A narrow, self-serving vision of America where they punish truth-tellers, favor loyalists, cash in on their power, and leave everyone to fend for themselves.
Harris was a guest speaker at an event run by Emerge, a political organization that recruits and trains Democratic women to run for public office.
She told the crowd that Trump was targeting universities and courts because he wanted to cow the opposition.
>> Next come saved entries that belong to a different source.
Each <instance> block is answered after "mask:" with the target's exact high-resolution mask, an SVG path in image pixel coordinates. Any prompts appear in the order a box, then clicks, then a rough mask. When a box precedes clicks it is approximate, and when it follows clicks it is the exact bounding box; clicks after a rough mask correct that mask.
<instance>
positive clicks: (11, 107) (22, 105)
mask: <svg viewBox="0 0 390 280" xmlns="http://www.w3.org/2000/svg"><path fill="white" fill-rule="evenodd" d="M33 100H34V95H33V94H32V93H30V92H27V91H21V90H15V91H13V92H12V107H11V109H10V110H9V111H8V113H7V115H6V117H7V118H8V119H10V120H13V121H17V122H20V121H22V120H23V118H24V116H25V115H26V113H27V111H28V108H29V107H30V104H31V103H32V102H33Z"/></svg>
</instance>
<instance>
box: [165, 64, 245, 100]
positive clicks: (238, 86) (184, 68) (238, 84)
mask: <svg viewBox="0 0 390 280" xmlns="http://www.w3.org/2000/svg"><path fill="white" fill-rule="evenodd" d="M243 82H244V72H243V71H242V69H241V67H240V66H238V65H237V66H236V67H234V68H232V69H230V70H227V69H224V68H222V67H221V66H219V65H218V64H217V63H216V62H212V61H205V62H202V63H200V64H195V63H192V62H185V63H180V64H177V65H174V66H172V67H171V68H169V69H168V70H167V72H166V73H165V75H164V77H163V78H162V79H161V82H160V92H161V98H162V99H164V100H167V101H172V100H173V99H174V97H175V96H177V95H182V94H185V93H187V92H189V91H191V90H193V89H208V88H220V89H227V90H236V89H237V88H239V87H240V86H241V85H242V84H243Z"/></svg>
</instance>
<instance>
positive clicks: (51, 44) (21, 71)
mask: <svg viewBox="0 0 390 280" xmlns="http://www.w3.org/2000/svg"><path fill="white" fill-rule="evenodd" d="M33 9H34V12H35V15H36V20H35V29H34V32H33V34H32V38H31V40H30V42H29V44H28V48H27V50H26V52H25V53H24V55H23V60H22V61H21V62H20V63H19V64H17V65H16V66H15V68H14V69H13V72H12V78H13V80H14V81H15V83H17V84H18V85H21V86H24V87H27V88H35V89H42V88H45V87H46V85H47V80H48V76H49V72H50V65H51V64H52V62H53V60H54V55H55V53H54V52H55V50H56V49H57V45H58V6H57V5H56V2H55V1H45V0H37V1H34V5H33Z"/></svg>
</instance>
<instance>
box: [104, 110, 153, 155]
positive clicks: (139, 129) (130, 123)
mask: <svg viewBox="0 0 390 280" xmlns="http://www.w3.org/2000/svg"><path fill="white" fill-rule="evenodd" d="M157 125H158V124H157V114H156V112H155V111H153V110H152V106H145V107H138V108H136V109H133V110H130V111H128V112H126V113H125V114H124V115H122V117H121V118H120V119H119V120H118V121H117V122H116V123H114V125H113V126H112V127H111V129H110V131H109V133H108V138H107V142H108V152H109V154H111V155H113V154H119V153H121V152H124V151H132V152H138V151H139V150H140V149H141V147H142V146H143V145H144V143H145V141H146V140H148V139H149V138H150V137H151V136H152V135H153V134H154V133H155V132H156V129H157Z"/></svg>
More on this story in a moment, but first, here are some other key developments:
-
The US and Kyiv have signed an agreement to share revenues from the future sale of Ukrainian minerals and rare earths, sealing a deal that Donald Trump has said will provide an economic incentive for the US to continue to invest in Ukraine’s defense and its reconstruction after he brokers a peace deal with Russia.
-
The Trump administration has been in touch directly with the Salvadorian president Nayib Bukele in recent days about the detention of Kilmar Ábrego García, the man wrongly deported to a notorious prison in El Salvador, according to two people familiar with the matter. The nature of the discussion and its purpose was not clear because multiple Trump officials have said the administration was not interested in his coming back.
-
Kristi Noem, the US homeland security secretary, said that if Ábrego García was sent back to the US, the Trump administration “would immediately deport him again”. Noem’s comments come as a federal judge again directed the Trump administration to provide information about its efforts so far, if any, to comply with her order to retrieve Ábrego García from an El Salvador prison.
-
Trump dismissed concerns about the need for trade with China during a cabinet meeting on Wednesday. “You know, somebody said, ‘Oh, the shelves are going to be open’”, the president said, confusing empty shelves with open ones. “Well, maybe the children will have two dolls instead of 30 dolls” he continued. “And maybe the two dolls will cost a couple of bucks more than they would normally”.
-
A Senate resolution to overturn Donald Trump’s tariffs, by declaring that there is no national emergency as the president says there is, narrowly failed to pass on Wednesday, with the vote count deadlocked at 49-49 as two senators who supported the move failing to vote.
-
Mohsen Mahdawi walked out of immigration detention after a federal judge in Vermont ordered his release. The Palestinian green-card holder and student at Columbia University had been detained and ordered deported by the Trump administration on 14 April despite not being charged with a crime.
-
The Trump administration is moving to cancel $1bn in school mental health grants, saying they reflect the priorities of the previous administration.